# Justin is gone



## shlanon (Oct 16, 2003)

As a warning, this is going to be a very sad and possibly upsetting post.

We went to the emergency clinic to pick up Justin and spoke with the vet and had plans to transfer him to my vet and later, to the cardiologist. But instead of bringing him to us in his carrier, they called us back. Once they took him out of the oxygen, within a few minutes he was having trouble breathing. He was gasping and struggling to get away. I knew then what would happen. My husband asked what else we could do for him and the vet said it was time to talk about euthenasia. He was gasping and threw up and I asked if there was nothing more than could do and the vet said no. I couldn't stand to see him in pain like that so they injected the meds as I told him that his mommy loved him. We got to pet him and tell him goodbye and I clipped a tiny bit of hair to take with us to place with his ashes. We decided to get him cremated because if we buried him our backyard we were worried about the fact that we will eventually move.

It all happened so fast I didn't really have to time to process it or remember it exactly. I hate that his last moments were in pain like that and that he had so much testing done yesterday that was uncomfortable, but if I hadn't given him every chance I know I would have regretted it. I do know that last night he looked comfortable in his oxygen cage and he was on morphine. They said he wanted to sit in his litterbox so they put the t-shirt that smelled like my husband that I had brought in there with him.
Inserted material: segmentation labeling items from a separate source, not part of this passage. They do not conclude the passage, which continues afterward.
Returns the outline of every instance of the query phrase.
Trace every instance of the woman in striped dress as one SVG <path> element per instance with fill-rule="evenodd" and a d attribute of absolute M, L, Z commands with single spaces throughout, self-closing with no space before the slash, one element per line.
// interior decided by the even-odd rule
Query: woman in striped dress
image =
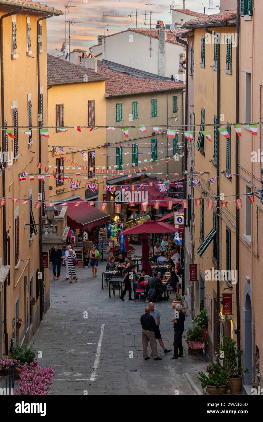
<path fill-rule="evenodd" d="M 69 274 L 69 281 L 68 283 L 72 282 L 72 276 L 75 277 L 75 282 L 77 282 L 78 277 L 76 275 L 75 269 L 75 265 L 73 263 L 73 260 L 76 259 L 75 257 L 73 256 L 73 251 L 72 249 L 70 249 L 68 251 L 69 255 L 68 258 L 65 258 L 68 261 L 68 273 Z"/>

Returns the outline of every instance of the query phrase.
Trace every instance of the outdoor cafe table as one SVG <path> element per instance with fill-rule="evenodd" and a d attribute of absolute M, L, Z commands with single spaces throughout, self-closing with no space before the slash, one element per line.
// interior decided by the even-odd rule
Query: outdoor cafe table
<path fill-rule="evenodd" d="M 105 271 L 104 272 L 104 273 L 102 273 L 102 289 L 103 289 L 103 284 L 104 284 L 103 282 L 104 282 L 104 280 L 105 279 L 105 277 L 107 277 L 108 274 L 109 275 L 109 276 L 111 276 L 112 277 L 114 277 L 114 276 L 115 276 L 117 273 L 118 272 L 118 271 L 117 271 L 115 270 L 110 270 L 109 271 L 108 270 L 107 270 L 107 271 Z"/>

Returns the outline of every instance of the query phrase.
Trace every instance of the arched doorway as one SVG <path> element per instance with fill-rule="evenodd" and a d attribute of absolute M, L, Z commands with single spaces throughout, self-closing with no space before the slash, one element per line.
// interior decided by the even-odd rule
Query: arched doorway
<path fill-rule="evenodd" d="M 252 376 L 252 306 L 251 287 L 246 283 L 243 308 L 244 354 L 242 365 L 247 371 L 244 373 L 244 382 L 245 385 L 251 383 Z"/>

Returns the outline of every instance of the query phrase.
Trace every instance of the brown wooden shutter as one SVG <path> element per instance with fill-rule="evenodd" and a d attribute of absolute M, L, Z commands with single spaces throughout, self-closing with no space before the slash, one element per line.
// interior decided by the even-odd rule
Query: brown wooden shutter
<path fill-rule="evenodd" d="M 15 219 L 15 265 L 17 265 L 19 261 L 19 217 Z"/>
<path fill-rule="evenodd" d="M 88 124 L 89 126 L 95 126 L 95 100 L 90 100 L 88 105 Z"/>

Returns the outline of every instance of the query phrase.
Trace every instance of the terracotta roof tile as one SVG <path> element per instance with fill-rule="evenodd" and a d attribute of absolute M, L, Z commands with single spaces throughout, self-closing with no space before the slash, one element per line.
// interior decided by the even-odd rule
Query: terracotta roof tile
<path fill-rule="evenodd" d="M 86 68 L 69 63 L 62 59 L 47 55 L 47 79 L 49 85 L 84 82 L 84 75 L 88 76 L 88 82 L 105 81 L 105 77 Z"/>
<path fill-rule="evenodd" d="M 153 91 L 182 89 L 183 84 L 165 79 L 158 76 L 150 76 L 140 70 L 132 70 L 126 66 L 98 61 L 98 71 L 108 78 L 106 81 L 106 93 L 108 96 L 121 95 Z M 117 69 L 123 73 L 113 70 Z M 138 75 L 136 77 L 132 75 Z"/>

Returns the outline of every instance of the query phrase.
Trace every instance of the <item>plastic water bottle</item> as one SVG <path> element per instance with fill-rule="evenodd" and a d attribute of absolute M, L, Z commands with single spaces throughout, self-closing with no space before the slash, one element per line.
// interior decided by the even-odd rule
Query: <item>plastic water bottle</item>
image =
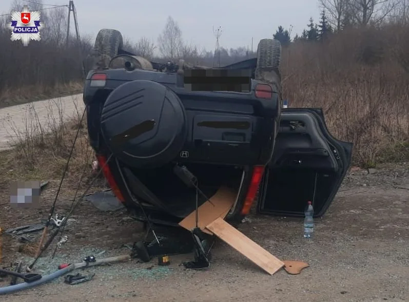
<path fill-rule="evenodd" d="M 314 210 L 311 201 L 308 202 L 304 214 L 304 238 L 310 238 L 313 237 L 314 232 Z"/>

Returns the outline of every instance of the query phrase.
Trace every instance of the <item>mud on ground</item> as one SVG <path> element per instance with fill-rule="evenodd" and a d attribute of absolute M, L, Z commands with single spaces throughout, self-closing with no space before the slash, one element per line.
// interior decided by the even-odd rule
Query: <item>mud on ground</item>
<path fill-rule="evenodd" d="M 190 254 L 171 256 L 170 266 L 164 267 L 154 259 L 147 263 L 133 260 L 77 272 L 95 274 L 87 282 L 68 285 L 60 277 L 0 300 L 408 301 L 409 162 L 384 165 L 372 172 L 352 169 L 325 216 L 316 220 L 311 240 L 302 238 L 302 221 L 298 219 L 254 213 L 240 225 L 241 232 L 280 259 L 308 262 L 310 267 L 300 275 L 282 270 L 269 276 L 219 240 L 207 270 L 181 266 L 182 261 L 193 259 Z M 11 209 L 7 194 L 2 194 L 2 227 L 45 219 L 57 185 L 52 181 L 44 191 L 41 211 Z M 69 208 L 73 195 L 63 193 L 60 211 Z M 68 241 L 51 259 L 54 242 L 36 271 L 47 274 L 61 263 L 81 261 L 91 254 L 101 258 L 127 253 L 122 244 L 144 235 L 141 224 L 122 210 L 101 212 L 84 202 L 71 218 L 75 220 L 65 232 Z M 3 237 L 4 262 L 32 259 L 17 252 L 15 239 Z"/>

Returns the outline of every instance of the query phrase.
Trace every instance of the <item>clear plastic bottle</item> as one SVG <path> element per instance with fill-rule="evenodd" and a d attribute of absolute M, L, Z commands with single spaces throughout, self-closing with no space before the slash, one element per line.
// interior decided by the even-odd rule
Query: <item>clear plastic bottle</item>
<path fill-rule="evenodd" d="M 311 238 L 314 232 L 314 210 L 311 201 L 308 202 L 304 214 L 304 238 Z"/>

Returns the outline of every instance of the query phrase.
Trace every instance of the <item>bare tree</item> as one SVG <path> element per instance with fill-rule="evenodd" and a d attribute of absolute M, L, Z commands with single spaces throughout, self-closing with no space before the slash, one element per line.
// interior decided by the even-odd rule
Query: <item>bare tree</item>
<path fill-rule="evenodd" d="M 159 50 L 164 56 L 173 59 L 177 56 L 182 46 L 182 31 L 178 23 L 170 16 L 168 17 L 158 41 Z"/>
<path fill-rule="evenodd" d="M 49 10 L 47 13 L 47 27 L 45 29 L 46 37 L 56 45 L 61 46 L 65 43 L 68 11 L 64 7 Z"/>
<path fill-rule="evenodd" d="M 407 25 L 409 24 L 409 0 L 400 0 L 391 13 L 390 21 Z"/>
<path fill-rule="evenodd" d="M 339 31 L 348 10 L 348 0 L 320 0 L 320 4 L 328 12 L 329 23 Z"/>
<path fill-rule="evenodd" d="M 397 3 L 394 0 L 349 0 L 354 18 L 362 26 L 370 22 L 376 24 L 384 20 Z"/>
<path fill-rule="evenodd" d="M 135 44 L 136 54 L 143 58 L 151 58 L 153 56 L 155 49 L 156 46 L 153 41 L 146 37 L 140 38 Z"/>

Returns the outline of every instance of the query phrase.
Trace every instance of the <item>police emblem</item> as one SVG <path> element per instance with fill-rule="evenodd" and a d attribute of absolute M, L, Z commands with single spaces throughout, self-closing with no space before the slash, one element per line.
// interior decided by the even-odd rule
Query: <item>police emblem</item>
<path fill-rule="evenodd" d="M 11 22 L 7 24 L 7 28 L 12 31 L 12 41 L 20 40 L 25 46 L 28 45 L 31 40 L 39 41 L 41 40 L 40 30 L 44 28 L 44 24 L 40 25 L 40 11 L 31 11 L 28 6 L 23 7 L 23 11 L 11 12 Z"/>

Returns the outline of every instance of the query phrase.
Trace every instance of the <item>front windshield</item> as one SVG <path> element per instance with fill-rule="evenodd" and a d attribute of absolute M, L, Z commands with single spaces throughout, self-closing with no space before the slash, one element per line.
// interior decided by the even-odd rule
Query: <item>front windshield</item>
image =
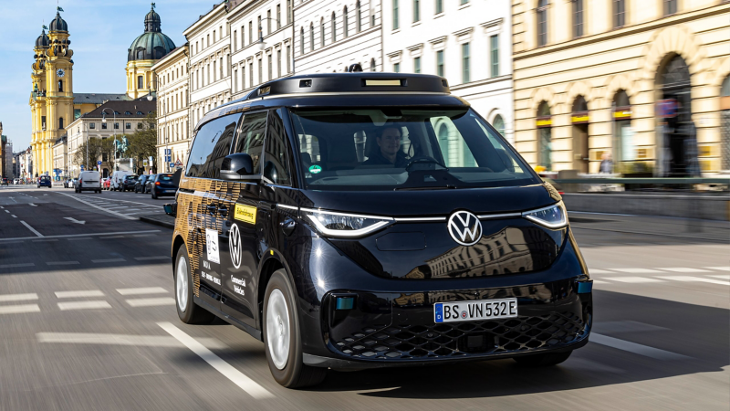
<path fill-rule="evenodd" d="M 292 120 L 309 189 L 541 183 L 471 109 L 292 110 Z"/>

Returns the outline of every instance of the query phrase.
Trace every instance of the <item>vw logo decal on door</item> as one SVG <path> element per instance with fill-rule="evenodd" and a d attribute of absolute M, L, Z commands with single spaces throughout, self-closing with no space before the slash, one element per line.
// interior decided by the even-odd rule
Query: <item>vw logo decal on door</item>
<path fill-rule="evenodd" d="M 482 223 L 476 216 L 468 211 L 457 211 L 452 214 L 448 227 L 451 237 L 462 246 L 474 246 L 482 238 Z"/>
<path fill-rule="evenodd" d="M 231 262 L 236 269 L 241 267 L 241 232 L 238 225 L 234 224 L 228 232 L 228 250 L 231 252 Z"/>

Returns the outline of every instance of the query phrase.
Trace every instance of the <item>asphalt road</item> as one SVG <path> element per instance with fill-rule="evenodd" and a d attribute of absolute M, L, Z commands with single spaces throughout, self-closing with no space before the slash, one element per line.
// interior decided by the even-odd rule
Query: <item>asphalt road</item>
<path fill-rule="evenodd" d="M 288 390 L 258 341 L 178 320 L 172 232 L 136 220 L 165 202 L 0 189 L 0 410 L 728 409 L 727 225 L 571 214 L 596 320 L 559 366 L 330 371 Z"/>

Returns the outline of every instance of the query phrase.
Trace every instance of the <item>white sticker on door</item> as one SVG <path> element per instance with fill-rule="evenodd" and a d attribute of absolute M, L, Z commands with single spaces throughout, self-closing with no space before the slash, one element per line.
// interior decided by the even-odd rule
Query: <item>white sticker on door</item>
<path fill-rule="evenodd" d="M 218 230 L 205 229 L 205 248 L 208 249 L 208 261 L 221 263 L 218 255 Z"/>

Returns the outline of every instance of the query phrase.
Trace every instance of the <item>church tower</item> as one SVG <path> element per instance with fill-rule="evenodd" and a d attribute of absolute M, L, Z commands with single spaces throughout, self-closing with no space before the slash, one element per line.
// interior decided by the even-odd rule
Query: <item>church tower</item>
<path fill-rule="evenodd" d="M 131 99 L 146 96 L 155 89 L 152 66 L 175 48 L 172 40 L 162 33 L 162 25 L 152 3 L 152 9 L 144 16 L 144 33 L 127 50 L 127 95 Z"/>
<path fill-rule="evenodd" d="M 35 174 L 38 175 L 47 172 L 53 175 L 53 143 L 74 120 L 74 53 L 68 37 L 68 25 L 61 18 L 59 9 L 51 21 L 48 36 L 44 30 L 34 48 L 31 145 Z"/>

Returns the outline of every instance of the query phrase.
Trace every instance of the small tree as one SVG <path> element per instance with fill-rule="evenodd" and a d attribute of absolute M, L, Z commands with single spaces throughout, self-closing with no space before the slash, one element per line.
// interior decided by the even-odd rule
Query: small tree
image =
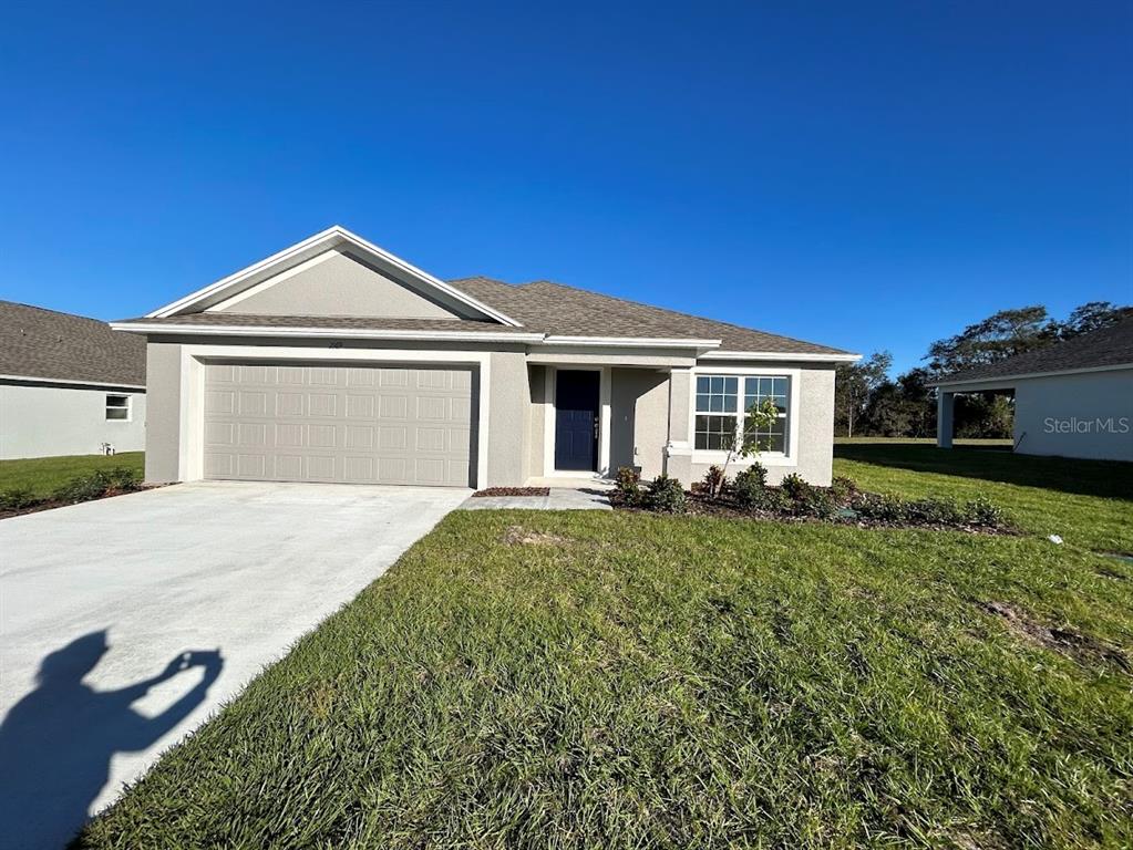
<path fill-rule="evenodd" d="M 747 418 L 743 421 L 743 433 L 733 433 L 727 441 L 727 456 L 724 458 L 724 469 L 721 471 L 718 483 L 709 493 L 714 499 L 719 495 L 721 487 L 727 479 L 727 465 L 733 460 L 746 457 L 757 457 L 761 449 L 767 448 L 769 437 L 758 437 L 759 431 L 769 431 L 770 427 L 778 420 L 778 407 L 770 398 L 764 398 L 761 404 L 752 404 L 748 407 Z"/>

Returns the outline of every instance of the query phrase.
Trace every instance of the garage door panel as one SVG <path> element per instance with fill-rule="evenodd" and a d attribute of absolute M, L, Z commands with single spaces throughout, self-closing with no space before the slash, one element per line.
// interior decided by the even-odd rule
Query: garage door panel
<path fill-rule="evenodd" d="M 206 478 L 467 487 L 470 369 L 207 364 Z"/>
<path fill-rule="evenodd" d="M 376 411 L 377 398 L 373 395 L 347 396 L 347 419 L 373 419 Z"/>

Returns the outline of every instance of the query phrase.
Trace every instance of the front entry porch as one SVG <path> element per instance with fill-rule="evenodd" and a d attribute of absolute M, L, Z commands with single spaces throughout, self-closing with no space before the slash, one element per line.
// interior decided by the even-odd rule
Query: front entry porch
<path fill-rule="evenodd" d="M 671 369 L 586 362 L 530 367 L 528 487 L 593 488 L 622 466 L 661 474 Z M 684 405 L 687 407 L 687 404 Z"/>

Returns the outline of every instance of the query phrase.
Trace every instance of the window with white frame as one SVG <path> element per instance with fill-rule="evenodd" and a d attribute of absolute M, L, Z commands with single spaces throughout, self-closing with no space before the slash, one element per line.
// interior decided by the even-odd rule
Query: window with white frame
<path fill-rule="evenodd" d="M 128 395 L 107 396 L 107 419 L 126 420 L 130 418 L 130 397 Z"/>
<path fill-rule="evenodd" d="M 783 375 L 698 375 L 696 448 L 726 452 L 742 432 L 755 435 L 761 450 L 786 454 L 789 389 L 790 378 Z M 748 411 L 768 398 L 778 417 L 769 428 L 757 429 Z"/>

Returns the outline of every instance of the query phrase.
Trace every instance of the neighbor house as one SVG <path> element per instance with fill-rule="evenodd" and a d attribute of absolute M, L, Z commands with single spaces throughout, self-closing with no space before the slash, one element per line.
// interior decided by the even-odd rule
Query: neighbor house
<path fill-rule="evenodd" d="M 0 460 L 145 447 L 145 343 L 0 301 Z"/>
<path fill-rule="evenodd" d="M 761 463 L 826 484 L 834 367 L 857 359 L 555 283 L 441 281 L 341 227 L 113 327 L 148 341 L 150 481 L 688 483 L 770 398 Z"/>
<path fill-rule="evenodd" d="M 1015 396 L 1015 450 L 1133 461 L 1133 319 L 936 381 L 937 445 L 952 446 L 957 393 Z"/>

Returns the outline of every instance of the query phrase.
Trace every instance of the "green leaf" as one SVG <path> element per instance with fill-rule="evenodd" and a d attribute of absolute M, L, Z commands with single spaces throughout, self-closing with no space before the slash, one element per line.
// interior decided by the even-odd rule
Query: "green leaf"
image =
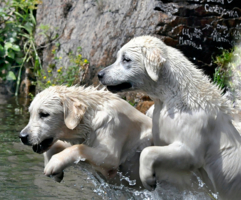
<path fill-rule="evenodd" d="M 4 57 L 5 56 L 5 49 L 4 47 L 0 44 L 0 57 Z"/>
<path fill-rule="evenodd" d="M 8 81 L 15 81 L 16 80 L 16 76 L 15 76 L 15 74 L 12 71 L 9 71 L 7 76 L 6 76 L 6 79 Z"/>
<path fill-rule="evenodd" d="M 11 47 L 11 49 L 13 49 L 14 51 L 20 51 L 19 46 L 16 45 L 16 44 L 13 44 L 12 47 Z"/>
<path fill-rule="evenodd" d="M 7 57 L 14 59 L 15 53 L 13 51 L 9 51 L 8 54 L 7 54 Z"/>
<path fill-rule="evenodd" d="M 10 43 L 10 42 L 6 42 L 5 43 L 5 45 L 4 45 L 4 48 L 6 49 L 6 50 L 8 50 L 9 48 L 12 48 L 12 43 Z"/>

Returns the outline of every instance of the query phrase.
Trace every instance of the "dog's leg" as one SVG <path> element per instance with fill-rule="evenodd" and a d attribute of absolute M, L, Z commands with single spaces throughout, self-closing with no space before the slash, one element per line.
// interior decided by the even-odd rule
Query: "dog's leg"
<path fill-rule="evenodd" d="M 144 187 L 148 190 L 155 189 L 156 170 L 192 170 L 198 168 L 202 159 L 196 158 L 191 152 L 186 145 L 180 142 L 143 149 L 140 156 L 140 178 Z"/>
<path fill-rule="evenodd" d="M 93 165 L 106 178 L 112 178 L 117 173 L 119 155 L 114 156 L 107 149 L 103 149 L 103 147 L 92 148 L 84 144 L 74 145 L 53 155 L 46 165 L 44 173 L 46 176 L 55 175 L 80 161 Z"/>
<path fill-rule="evenodd" d="M 66 149 L 67 147 L 70 147 L 71 145 L 69 143 L 66 142 L 62 142 L 60 140 L 58 140 L 57 142 L 55 142 L 51 148 L 45 152 L 44 155 L 44 166 L 46 167 L 46 165 L 48 164 L 49 160 L 51 159 L 51 157 L 54 154 L 57 154 L 61 151 L 63 151 L 64 149 Z M 57 182 L 61 182 L 64 178 L 64 172 L 59 172 L 58 174 L 53 176 L 54 180 Z"/>

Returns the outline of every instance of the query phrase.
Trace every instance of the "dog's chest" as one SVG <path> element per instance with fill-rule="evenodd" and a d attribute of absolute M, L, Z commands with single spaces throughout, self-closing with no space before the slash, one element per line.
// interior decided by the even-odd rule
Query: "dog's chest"
<path fill-rule="evenodd" d="M 190 138 L 198 141 L 205 121 L 202 113 L 170 112 L 165 107 L 160 110 L 155 108 L 152 127 L 154 145 L 169 145 L 176 141 L 189 143 Z"/>

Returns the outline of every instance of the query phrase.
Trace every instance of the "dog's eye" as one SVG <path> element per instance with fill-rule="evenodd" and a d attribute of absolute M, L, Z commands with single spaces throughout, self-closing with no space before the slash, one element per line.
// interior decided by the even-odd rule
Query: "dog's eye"
<path fill-rule="evenodd" d="M 130 62 L 130 61 L 131 61 L 130 58 L 123 57 L 123 62 L 124 62 L 124 63 Z"/>
<path fill-rule="evenodd" d="M 49 116 L 49 113 L 44 113 L 44 112 L 40 112 L 39 113 L 39 117 L 40 118 L 46 118 L 46 117 L 48 117 Z"/>

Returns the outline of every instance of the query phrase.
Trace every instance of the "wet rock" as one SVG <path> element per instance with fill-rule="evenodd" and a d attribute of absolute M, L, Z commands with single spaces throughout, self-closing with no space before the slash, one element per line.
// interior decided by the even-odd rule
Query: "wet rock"
<path fill-rule="evenodd" d="M 212 57 L 240 39 L 238 0 L 43 0 L 37 10 L 36 42 L 42 65 L 54 63 L 51 54 L 59 42 L 56 67 L 67 67 L 68 54 L 82 47 L 90 61 L 83 83 L 98 85 L 96 73 L 113 63 L 117 51 L 131 38 L 154 35 L 180 49 L 212 77 Z M 48 41 L 40 24 L 49 25 L 58 39 Z M 83 72 L 84 73 L 84 72 Z"/>

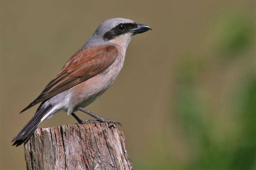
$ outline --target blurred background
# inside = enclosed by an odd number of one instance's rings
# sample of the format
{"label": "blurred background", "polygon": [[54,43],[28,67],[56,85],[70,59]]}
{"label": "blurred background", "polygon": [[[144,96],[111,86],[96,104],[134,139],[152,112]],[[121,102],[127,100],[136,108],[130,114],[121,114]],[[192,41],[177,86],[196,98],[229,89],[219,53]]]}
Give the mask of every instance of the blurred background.
{"label": "blurred background", "polygon": [[[1,1],[1,169],[26,169],[11,141],[40,94],[103,22],[137,35],[110,88],[86,107],[122,124],[136,169],[255,169],[255,2]],[[91,118],[77,112],[80,118]],[[39,127],[76,123],[62,112]]]}

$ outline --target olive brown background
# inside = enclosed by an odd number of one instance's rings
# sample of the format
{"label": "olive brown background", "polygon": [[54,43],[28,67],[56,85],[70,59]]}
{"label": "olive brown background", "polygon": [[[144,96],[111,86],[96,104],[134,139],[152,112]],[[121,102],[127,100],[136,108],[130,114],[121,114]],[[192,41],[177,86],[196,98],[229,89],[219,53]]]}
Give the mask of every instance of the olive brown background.
{"label": "olive brown background", "polygon": [[[122,124],[133,169],[255,169],[255,1],[0,5],[1,169],[26,168],[11,142],[38,105],[20,112],[118,17],[153,31],[133,39],[113,84],[86,108]],[[61,112],[40,127],[76,123]]]}

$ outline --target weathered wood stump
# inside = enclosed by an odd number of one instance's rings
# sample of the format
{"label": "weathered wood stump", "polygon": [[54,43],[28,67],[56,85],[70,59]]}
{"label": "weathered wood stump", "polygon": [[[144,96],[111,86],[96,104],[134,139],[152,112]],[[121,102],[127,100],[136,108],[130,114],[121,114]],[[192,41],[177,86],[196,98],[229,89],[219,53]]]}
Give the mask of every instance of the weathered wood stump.
{"label": "weathered wood stump", "polygon": [[124,137],[107,123],[38,129],[24,145],[27,169],[131,169]]}

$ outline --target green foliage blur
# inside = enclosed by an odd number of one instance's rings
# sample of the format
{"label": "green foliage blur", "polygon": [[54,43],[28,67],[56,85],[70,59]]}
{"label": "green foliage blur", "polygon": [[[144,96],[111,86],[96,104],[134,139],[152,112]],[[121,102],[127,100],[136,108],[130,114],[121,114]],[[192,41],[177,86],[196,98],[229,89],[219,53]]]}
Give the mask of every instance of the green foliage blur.
{"label": "green foliage blur", "polygon": [[220,20],[207,46],[186,52],[177,64],[176,116],[197,158],[184,169],[255,169],[252,19],[238,13]]}
{"label": "green foliage blur", "polygon": [[250,19],[238,13],[219,21],[208,49],[188,52],[177,65],[177,115],[198,157],[188,169],[255,169],[255,26]]}

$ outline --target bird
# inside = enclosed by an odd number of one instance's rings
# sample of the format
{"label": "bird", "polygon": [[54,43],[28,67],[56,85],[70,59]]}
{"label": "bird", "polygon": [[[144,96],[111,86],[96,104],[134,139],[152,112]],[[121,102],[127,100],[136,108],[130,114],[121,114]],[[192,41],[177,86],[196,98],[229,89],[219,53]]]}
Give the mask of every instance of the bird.
{"label": "bird", "polygon": [[[121,125],[84,108],[113,83],[123,67],[126,49],[133,37],[150,29],[152,30],[148,26],[123,18],[102,22],[38,97],[20,112],[42,102],[31,120],[12,141],[14,141],[13,146],[25,144],[43,121],[61,110],[72,115],[80,124],[106,122]],[[82,121],[74,113],[78,110],[96,120]]]}

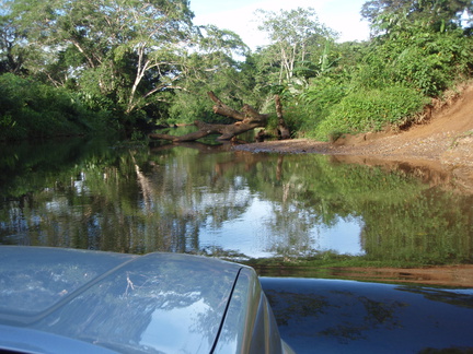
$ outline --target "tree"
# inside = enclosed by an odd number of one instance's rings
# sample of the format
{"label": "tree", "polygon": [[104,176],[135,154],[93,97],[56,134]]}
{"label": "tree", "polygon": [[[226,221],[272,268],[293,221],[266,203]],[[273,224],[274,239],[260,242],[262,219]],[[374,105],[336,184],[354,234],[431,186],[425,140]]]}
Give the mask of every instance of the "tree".
{"label": "tree", "polygon": [[296,72],[297,63],[310,60],[313,47],[321,47],[335,33],[319,22],[312,8],[285,11],[257,11],[262,17],[258,27],[268,34],[270,58],[279,63],[278,84],[290,80]]}
{"label": "tree", "polygon": [[64,60],[64,72],[82,76],[91,71],[82,84],[114,95],[126,114],[180,79],[193,31],[186,0],[16,0],[11,12],[30,45],[76,57],[73,66]]}
{"label": "tree", "polygon": [[374,36],[409,27],[434,32],[458,28],[465,13],[473,13],[471,0],[372,0],[367,1],[361,10],[362,17],[371,23]]}
{"label": "tree", "polygon": [[0,15],[0,73],[23,71],[25,48],[20,45],[23,36],[19,34],[8,15]]}

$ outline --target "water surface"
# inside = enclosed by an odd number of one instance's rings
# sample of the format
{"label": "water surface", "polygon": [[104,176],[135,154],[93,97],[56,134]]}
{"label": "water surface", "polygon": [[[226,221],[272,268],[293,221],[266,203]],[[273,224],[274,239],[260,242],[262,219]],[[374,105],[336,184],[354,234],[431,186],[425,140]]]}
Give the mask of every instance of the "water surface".
{"label": "water surface", "polygon": [[414,169],[228,145],[2,146],[0,244],[471,263],[473,196]]}

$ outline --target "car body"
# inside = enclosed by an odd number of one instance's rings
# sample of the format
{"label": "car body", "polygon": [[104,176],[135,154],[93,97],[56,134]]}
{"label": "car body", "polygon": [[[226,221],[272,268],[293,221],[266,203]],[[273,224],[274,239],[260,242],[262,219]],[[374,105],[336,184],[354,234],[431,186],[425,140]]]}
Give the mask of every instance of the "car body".
{"label": "car body", "polygon": [[0,351],[292,353],[252,268],[217,259],[0,247]]}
They said he just cuddled up in that shirt all night. 

David and I are devastated. My family had outdoor cats when I grew up, but this is the first pet I've lost that is mine. It hurts so much to know I will never get to hold him or pet him again. Everywhere I look I see reminders of him and our previously two cat household. So far Stormy doesn't seem to be bothered by his absense.

I know logically that it won't always hurt this much, but right now it feels so unbearable. I have so many regrets that I should have spent more time with him, taken more pictures, been kinder and more patient. I'd give anything to have him peeing outside the litterbox, meowing and not leaving me alone and sneaking into the bedroom where he's not supposed to go. I feel so guilty. I just hope he knew how loved he was. 

I never thought he would die so young. I thought for sure with my indoor kitties that they'd both live to ripe old ages and our kids would grow up knowing them. Right now it's hard to even pet Stormy because it makes me think about Justin and how I'll never feel his fur again.

I'm just aching inside. Those of you who lost pets, how do you get through this?

Here is the last picture taken of my boy, a few weeks ago by my husband. He was cuddling with my shoes. We had finally got a new camera that captured their eyes (old one didn't do well). And now this the last one we'll ever have.


----------



## Fran (Jan 9, 2008)

....I am so sorry for your loss! Rest in peace, Justin!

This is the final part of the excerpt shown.